The third-party companies servicing such loans must abide by the agreements for each loan pool. While the agreements may give them some leeway for workouts, some steps are subject to the approval of investors.

“It’s not because they don’t want to work with borrowers,” that a workout can’t always be arranged, Vidal said.

Although keeping track of more than 7 million mortgage loans might seem like a logistical nightmare, the same sort of technology that allowed lenders to increase their origination volume is now helping them service them.

Wells Fargo uses software that tracks every document, every payment and every phone call electronically. The system not only keeps an electronic record of when a call is made, but stores a digital recording of what was said. The “100 percent monitoring” of phone calls helps the company spot trends, better train its loan servicers, and accurately assess what’s transpired with individual loans.

How well are the company’s efforts working? Coffin offered Wells Fargo’s historical foreclosure rate of .49 percent — compared with .67 percent for the industry as a whole — as proof that they are succeeding.

Although Wells Fargo never originated the “exotic” pay-option ARM and interest-only loans that have proved especially troublesome for some borrowers, about half of the loans originated by WaMu were backed by the FHA or another government agency. Those loans have traditionally had higher foreclosure rates.

“We are now 33 percent of the FHA, government lending, and to take that large a piece and stay below the industry average speaks to our ability to work with customers early and as often as we can,” Coffin said.

Melissa A. Huelsman, a Seattle-based attorney who represents borrowers in disputes with lenders, said workouts can be “a complete waste of time,” for her clients.

One client that had arranged a workout with Countrywide Home Loans discovered their property remained in the foreclosure process, even after they had made three monthly payments, she said.

“In the middle of January, we get a letter from Countrywide, saying they don’t take personal checks,” Huelsman said. Although one payment had been a few days late, the company had previously accepted two personal checks.

“Now they say they don’t take personal checks, and give them a number to call,” Huelsman said. “So we call, and in the mean time, they’ve sold their house in foreclosure. People think the sale has stopped, and unless the (borrower) knows to go stand on the courthouse steps, they never know that it’s only been continued.”

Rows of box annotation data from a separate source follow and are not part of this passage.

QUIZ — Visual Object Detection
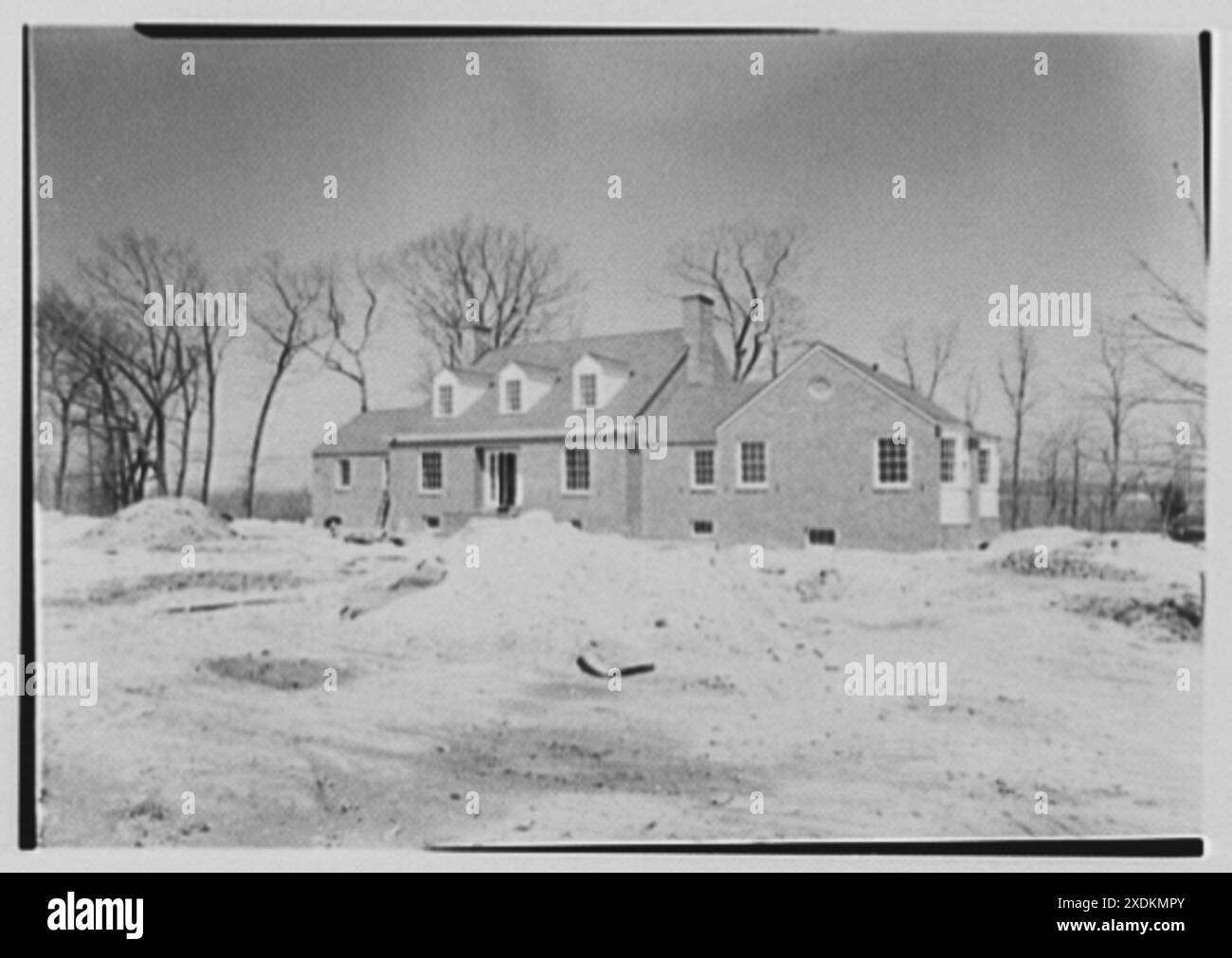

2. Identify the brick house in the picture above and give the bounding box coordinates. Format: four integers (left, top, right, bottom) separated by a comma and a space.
313, 296, 999, 550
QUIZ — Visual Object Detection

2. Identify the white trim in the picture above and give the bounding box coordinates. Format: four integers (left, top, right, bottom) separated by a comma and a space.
483, 445, 525, 509
500, 375, 526, 416
573, 369, 600, 408
941, 432, 962, 489
561, 447, 595, 497
419, 449, 444, 497
334, 456, 354, 484
689, 518, 718, 539
689, 445, 718, 493
872, 436, 915, 493
735, 440, 770, 493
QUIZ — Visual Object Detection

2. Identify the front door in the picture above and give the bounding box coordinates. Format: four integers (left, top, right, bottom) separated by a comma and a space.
488, 449, 517, 513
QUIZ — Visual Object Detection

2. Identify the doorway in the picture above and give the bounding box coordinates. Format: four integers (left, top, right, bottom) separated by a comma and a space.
487, 449, 521, 513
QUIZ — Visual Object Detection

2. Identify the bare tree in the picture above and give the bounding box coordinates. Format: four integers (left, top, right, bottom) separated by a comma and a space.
997, 326, 1036, 530
389, 218, 580, 366
36, 285, 91, 510
244, 252, 327, 517
1130, 163, 1207, 408
1087, 328, 1150, 522
894, 320, 958, 399
962, 367, 983, 426
309, 256, 379, 412
668, 222, 810, 382
81, 230, 205, 495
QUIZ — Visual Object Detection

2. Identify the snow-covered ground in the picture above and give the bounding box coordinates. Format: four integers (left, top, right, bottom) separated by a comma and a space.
30, 501, 1205, 846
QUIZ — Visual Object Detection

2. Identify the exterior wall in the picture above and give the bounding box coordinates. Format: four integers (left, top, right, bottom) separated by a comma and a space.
390, 440, 633, 534
312, 452, 386, 528
937, 428, 976, 526
643, 351, 943, 551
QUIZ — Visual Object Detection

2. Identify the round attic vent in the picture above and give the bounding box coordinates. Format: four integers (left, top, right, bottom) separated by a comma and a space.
808, 375, 834, 399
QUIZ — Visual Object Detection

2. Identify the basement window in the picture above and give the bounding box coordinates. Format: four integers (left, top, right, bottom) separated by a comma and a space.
941, 436, 957, 482
334, 460, 352, 489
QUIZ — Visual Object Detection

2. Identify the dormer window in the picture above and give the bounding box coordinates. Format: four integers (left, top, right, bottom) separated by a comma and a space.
578, 373, 599, 408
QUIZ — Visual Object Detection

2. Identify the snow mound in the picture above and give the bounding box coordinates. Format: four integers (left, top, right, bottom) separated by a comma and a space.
82, 498, 235, 551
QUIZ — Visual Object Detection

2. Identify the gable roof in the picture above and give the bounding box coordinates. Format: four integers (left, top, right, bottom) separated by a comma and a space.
654, 379, 769, 443
816, 342, 968, 428
395, 329, 687, 443
312, 403, 431, 456
313, 328, 997, 456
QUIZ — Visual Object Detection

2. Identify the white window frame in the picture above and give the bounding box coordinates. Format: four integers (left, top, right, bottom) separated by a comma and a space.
689, 518, 718, 539
436, 383, 459, 419
334, 456, 354, 493
561, 447, 595, 497
689, 445, 718, 493
735, 440, 770, 491
941, 436, 958, 485
419, 449, 444, 497
574, 370, 599, 408
500, 375, 526, 416
872, 436, 913, 493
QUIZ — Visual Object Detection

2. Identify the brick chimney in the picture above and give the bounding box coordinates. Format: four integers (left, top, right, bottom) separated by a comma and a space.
681, 293, 716, 386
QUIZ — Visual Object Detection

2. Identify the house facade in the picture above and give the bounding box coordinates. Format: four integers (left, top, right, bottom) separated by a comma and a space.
313, 296, 999, 551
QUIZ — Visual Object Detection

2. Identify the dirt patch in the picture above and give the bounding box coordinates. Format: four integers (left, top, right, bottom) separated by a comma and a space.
82, 498, 237, 551
204, 653, 348, 690
1066, 592, 1203, 642
46, 569, 305, 607
997, 550, 1142, 583
796, 569, 842, 602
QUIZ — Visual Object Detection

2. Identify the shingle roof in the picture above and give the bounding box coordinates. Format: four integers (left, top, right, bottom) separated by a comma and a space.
818, 342, 966, 426
313, 403, 431, 456
389, 329, 686, 439
315, 328, 988, 455
652, 381, 767, 443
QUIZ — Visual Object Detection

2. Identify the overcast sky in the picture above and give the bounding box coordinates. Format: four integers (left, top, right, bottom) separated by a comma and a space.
33, 29, 1203, 489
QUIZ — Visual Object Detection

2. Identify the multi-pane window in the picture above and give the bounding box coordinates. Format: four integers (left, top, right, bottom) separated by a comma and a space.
941, 439, 956, 482
694, 449, 715, 489
740, 443, 767, 485
419, 452, 444, 493
878, 439, 911, 485
564, 449, 590, 493
578, 373, 599, 408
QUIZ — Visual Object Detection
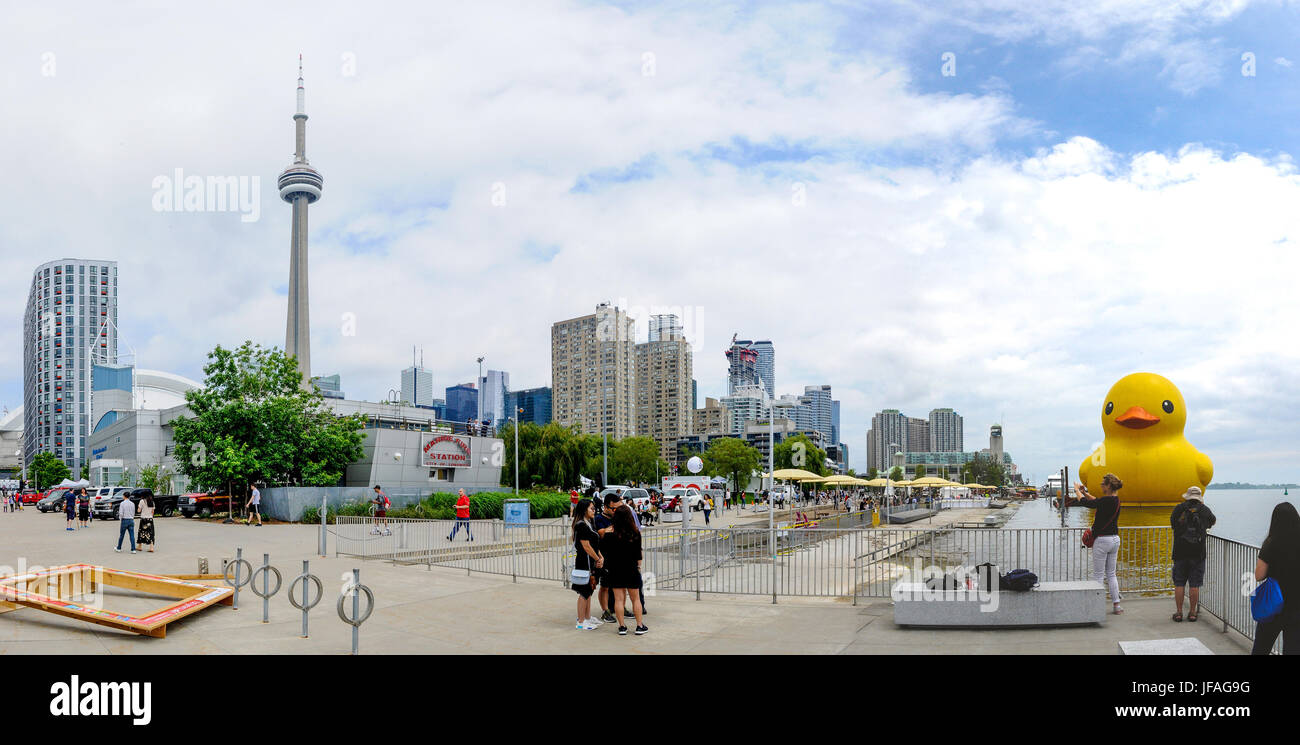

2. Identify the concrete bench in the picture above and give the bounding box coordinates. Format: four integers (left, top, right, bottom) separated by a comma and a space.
887, 510, 935, 525
892, 581, 1106, 628
1119, 637, 1214, 655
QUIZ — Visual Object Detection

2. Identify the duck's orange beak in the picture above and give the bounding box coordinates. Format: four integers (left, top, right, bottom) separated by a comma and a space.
1115, 406, 1160, 429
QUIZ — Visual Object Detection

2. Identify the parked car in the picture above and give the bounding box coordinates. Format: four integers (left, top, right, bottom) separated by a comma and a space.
36, 489, 68, 512
663, 488, 705, 512
177, 491, 230, 517
91, 488, 177, 520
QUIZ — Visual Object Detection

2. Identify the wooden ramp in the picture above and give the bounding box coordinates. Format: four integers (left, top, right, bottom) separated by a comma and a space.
0, 564, 234, 638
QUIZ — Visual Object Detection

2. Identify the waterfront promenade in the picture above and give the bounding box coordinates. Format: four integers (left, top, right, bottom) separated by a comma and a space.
0, 510, 1249, 654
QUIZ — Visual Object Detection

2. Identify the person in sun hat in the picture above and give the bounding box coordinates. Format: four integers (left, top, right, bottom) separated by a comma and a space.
1169, 486, 1218, 621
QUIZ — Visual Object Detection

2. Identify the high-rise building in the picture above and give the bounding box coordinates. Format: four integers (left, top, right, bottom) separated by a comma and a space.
690, 398, 731, 434
719, 385, 768, 436
905, 416, 930, 452
724, 338, 771, 398
22, 259, 117, 477
506, 387, 551, 424
636, 316, 692, 460
402, 365, 433, 406
478, 371, 510, 424
647, 313, 685, 342
750, 339, 776, 398
312, 373, 347, 399
278, 55, 325, 387
867, 408, 909, 472
930, 408, 965, 452
445, 382, 478, 421
551, 303, 636, 439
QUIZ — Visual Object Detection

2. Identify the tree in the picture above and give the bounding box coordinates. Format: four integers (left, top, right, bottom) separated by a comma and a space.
173, 342, 364, 489
775, 434, 829, 476
29, 452, 73, 490
610, 437, 667, 485
705, 437, 763, 491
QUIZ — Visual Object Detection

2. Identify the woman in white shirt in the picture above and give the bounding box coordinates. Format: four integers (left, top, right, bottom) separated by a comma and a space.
137, 494, 153, 554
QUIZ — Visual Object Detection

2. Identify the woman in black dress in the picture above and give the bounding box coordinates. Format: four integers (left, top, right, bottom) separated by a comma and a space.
77, 486, 90, 528
601, 504, 650, 636
569, 499, 603, 631
1251, 502, 1300, 654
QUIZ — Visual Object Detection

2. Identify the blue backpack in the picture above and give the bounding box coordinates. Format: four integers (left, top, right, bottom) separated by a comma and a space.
1251, 577, 1282, 623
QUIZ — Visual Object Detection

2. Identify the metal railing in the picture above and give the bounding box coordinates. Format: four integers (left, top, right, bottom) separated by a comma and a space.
330, 511, 1281, 639
1201, 534, 1268, 654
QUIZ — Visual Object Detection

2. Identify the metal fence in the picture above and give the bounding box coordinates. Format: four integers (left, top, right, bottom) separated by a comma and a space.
330, 511, 1281, 639
1201, 534, 1268, 654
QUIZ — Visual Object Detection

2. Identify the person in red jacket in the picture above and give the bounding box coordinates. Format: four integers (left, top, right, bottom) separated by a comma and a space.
447, 489, 475, 541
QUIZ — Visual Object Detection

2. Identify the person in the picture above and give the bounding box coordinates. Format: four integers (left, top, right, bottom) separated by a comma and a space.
113, 497, 135, 554
601, 504, 650, 636
1074, 473, 1125, 615
569, 499, 605, 631
593, 491, 621, 623
244, 484, 261, 528
137, 493, 153, 554
1251, 502, 1300, 654
1169, 486, 1217, 621
77, 486, 90, 528
447, 489, 475, 541
371, 484, 393, 536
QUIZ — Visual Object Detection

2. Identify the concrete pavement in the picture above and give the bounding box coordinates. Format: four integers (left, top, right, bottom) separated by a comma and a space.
0, 510, 1249, 654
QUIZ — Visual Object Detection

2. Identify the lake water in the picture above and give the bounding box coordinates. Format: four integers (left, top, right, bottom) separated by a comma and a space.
1006, 486, 1300, 546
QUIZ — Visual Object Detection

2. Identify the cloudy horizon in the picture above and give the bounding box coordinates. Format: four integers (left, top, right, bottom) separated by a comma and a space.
0, 0, 1300, 482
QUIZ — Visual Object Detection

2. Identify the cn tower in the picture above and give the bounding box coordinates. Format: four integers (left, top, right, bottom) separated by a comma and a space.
278, 55, 325, 390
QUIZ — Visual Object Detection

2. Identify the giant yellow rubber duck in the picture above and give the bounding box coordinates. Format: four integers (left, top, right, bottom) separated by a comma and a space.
1079, 373, 1214, 507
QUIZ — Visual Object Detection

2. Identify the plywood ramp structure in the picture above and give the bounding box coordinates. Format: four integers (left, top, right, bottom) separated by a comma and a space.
0, 564, 234, 638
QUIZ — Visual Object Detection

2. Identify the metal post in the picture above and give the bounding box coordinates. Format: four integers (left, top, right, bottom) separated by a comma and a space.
317, 494, 329, 559
352, 569, 361, 654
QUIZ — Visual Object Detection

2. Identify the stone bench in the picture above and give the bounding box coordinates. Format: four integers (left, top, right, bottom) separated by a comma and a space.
1119, 637, 1214, 655
892, 581, 1106, 628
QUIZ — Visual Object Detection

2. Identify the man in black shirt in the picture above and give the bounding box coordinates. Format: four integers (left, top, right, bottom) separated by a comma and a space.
1169, 486, 1217, 621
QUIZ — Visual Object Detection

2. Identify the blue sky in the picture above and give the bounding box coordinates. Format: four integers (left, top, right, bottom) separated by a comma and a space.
0, 0, 1300, 481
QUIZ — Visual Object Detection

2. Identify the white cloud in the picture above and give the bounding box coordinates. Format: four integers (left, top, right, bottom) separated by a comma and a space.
0, 1, 1300, 480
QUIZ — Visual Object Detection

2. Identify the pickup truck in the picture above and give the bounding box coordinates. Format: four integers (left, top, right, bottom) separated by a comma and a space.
94, 489, 179, 520
177, 491, 238, 517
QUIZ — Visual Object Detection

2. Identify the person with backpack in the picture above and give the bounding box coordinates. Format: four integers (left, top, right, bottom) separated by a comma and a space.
1251, 502, 1300, 654
1169, 486, 1218, 623
371, 484, 393, 536
1073, 473, 1125, 615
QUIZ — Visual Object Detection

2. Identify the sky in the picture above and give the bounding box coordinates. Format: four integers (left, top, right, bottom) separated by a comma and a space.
0, 0, 1300, 482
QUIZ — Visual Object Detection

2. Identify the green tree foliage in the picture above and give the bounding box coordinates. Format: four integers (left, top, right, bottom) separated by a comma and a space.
27, 452, 73, 489
776, 434, 829, 476
703, 437, 763, 491
173, 342, 364, 493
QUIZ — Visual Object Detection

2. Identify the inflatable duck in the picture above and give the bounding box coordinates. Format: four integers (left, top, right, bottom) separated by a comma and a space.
1079, 373, 1214, 507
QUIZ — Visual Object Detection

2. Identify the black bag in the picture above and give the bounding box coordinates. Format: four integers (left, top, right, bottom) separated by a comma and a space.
998, 569, 1039, 593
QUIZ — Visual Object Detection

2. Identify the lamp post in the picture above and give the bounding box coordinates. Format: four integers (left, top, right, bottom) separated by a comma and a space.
478, 358, 486, 423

Countrywide did not respond to a request for comment.

Huelsman says she sees similar problems with repayment or forbearance agreements, “all the time” and believes lenders don’t always want them to succeed.

“This attitude (by lenders) that the bank doesn’t want your house is a bunch of crap,” Huelsman said. “The whole system is set up to get your house.”

Huelsman recommends that borrowers get the terms of a workout in writing, and to ask for a legal document indicating that the foreclosure process has been halted.

For borrowers who can’t show that they’re able to make payments under a workout plan, there’s always the short sale.

Sean Purcell, the founder of CQ Financial Group in San Diego, said most subprime lenders “have come around” to the idea of the short sale.

“On some, you even have the lenders out front, saying here’s what we’ll take,” Purcell said. “You never saw that two months ago.”

The number of real estate-owned properties lenders have taken back through the foreclosure process has skyrocketed, Purcell said, “and there’s only so much they can have on their books.”

“The A-paper lenders,” Purcell said, “I’m not sure they see the situation for what it is,” noting that many real estate professionals in Southern California have reported problems negotiating short sales with Wells Fargo.

“We can do short sales,” Coffin responded, but said Wells Fargo has not seen an increase in preforeclosure transactions.